Maintain the Frame Regularly
Pool maintenance involves balancing the chemicals in the water and adding algicides and clarifiers when needed. When the pool is an above-ground one, maintenance also involves checking for loose or corroded fasteners on the frame and tightening or replacing them whenever necessary. When a screw starts to corrode, you can often save it by painting it, but it's safer to replace it. If you notice rust on the sheet metal frame, treat it with a rust inhibitor and paint it as soon as possible to prevent the frame from breaking down.
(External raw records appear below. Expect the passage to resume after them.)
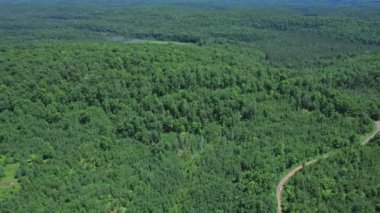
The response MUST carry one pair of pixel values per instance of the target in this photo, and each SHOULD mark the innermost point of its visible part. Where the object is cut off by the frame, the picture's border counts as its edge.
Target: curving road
(294, 171)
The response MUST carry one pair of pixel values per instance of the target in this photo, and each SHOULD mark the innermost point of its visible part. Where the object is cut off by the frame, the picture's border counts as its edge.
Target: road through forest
(294, 171)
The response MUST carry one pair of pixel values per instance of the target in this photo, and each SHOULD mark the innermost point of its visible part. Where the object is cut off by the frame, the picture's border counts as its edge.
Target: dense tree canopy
(180, 109)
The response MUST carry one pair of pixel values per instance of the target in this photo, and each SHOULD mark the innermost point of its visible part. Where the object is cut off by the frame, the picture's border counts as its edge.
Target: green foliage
(348, 181)
(177, 109)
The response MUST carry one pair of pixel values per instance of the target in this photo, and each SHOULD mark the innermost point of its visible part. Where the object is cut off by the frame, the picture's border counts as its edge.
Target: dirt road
(294, 171)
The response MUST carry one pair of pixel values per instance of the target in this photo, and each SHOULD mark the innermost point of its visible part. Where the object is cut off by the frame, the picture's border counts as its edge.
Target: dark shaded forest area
(186, 108)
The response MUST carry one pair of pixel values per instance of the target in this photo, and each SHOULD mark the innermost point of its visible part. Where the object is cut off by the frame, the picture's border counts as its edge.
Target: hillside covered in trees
(186, 107)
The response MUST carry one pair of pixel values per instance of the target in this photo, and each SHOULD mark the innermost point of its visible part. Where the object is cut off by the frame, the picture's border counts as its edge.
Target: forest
(188, 107)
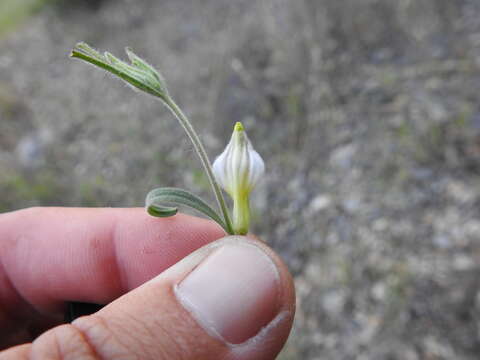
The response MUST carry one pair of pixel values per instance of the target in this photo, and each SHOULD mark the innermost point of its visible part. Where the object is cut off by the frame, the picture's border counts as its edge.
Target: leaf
(157, 198)
(138, 74)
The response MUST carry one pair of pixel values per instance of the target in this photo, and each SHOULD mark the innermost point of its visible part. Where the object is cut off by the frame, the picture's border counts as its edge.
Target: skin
(49, 256)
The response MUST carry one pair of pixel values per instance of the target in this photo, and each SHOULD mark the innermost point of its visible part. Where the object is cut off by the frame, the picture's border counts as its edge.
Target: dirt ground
(367, 115)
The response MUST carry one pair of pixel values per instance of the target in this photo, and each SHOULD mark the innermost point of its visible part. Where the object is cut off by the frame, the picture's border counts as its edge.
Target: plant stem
(203, 158)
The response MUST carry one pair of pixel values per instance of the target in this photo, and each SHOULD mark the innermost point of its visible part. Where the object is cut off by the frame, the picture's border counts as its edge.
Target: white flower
(238, 169)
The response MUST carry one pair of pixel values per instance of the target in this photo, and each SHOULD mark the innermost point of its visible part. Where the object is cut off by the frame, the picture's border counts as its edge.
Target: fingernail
(233, 293)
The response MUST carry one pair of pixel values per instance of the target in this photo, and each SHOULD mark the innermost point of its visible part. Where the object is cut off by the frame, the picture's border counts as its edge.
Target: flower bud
(238, 169)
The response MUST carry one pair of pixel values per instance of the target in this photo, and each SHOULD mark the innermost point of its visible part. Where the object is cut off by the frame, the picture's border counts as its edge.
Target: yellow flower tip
(238, 127)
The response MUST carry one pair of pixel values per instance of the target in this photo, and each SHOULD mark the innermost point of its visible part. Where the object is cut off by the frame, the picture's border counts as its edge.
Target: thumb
(232, 299)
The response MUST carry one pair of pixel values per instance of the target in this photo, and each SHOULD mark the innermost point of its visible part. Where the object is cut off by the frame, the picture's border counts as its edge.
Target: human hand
(231, 299)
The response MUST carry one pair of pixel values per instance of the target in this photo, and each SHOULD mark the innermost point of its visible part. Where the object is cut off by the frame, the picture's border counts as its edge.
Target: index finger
(52, 255)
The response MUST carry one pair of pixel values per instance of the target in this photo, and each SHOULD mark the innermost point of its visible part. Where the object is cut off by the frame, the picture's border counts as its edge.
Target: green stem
(203, 158)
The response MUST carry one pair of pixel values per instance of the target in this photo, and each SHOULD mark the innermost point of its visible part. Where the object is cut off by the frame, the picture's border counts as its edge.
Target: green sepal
(157, 198)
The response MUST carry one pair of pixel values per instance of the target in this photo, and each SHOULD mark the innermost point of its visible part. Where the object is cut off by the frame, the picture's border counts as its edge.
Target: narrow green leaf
(157, 198)
(139, 74)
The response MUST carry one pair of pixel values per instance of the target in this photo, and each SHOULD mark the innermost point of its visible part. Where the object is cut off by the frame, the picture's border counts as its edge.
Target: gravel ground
(366, 113)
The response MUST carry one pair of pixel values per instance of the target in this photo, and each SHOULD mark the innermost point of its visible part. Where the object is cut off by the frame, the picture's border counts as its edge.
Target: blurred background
(366, 112)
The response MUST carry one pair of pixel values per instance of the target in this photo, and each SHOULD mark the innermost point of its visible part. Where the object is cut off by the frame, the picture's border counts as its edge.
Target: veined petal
(239, 167)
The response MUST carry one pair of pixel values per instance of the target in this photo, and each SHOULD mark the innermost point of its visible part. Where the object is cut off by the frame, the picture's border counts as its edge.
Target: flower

Winterize the Pool to Prevent Ice Damage
When you shut down your above-ground pool for the winter, it's important to leave some water in it to prevent damage from hydrostatic pressure. However, the pool shouldn't be completely filled. If it is, the expansion of the water as it turns into ice can push against the frame and cause damage that might not be apparent until you reopen the pool in the spring. To avoid this, drain the water to just below the skimmer and returns. Protect the plumbing lines by pouring pool-grade antifreeze through the return fittings and closing the fittings with threaded caps.
During the winter, ice and snow will collect on the pool cover, and the extra weight can damage the frame and cause a collapse. Leaving air pillows in the pool before you cover it forces melting snow and ice to drain off to the sides instead of pooling in the center and putting pressure on the frame. If you don't use pillows, be sure to pump water off the cover periodically during the winter.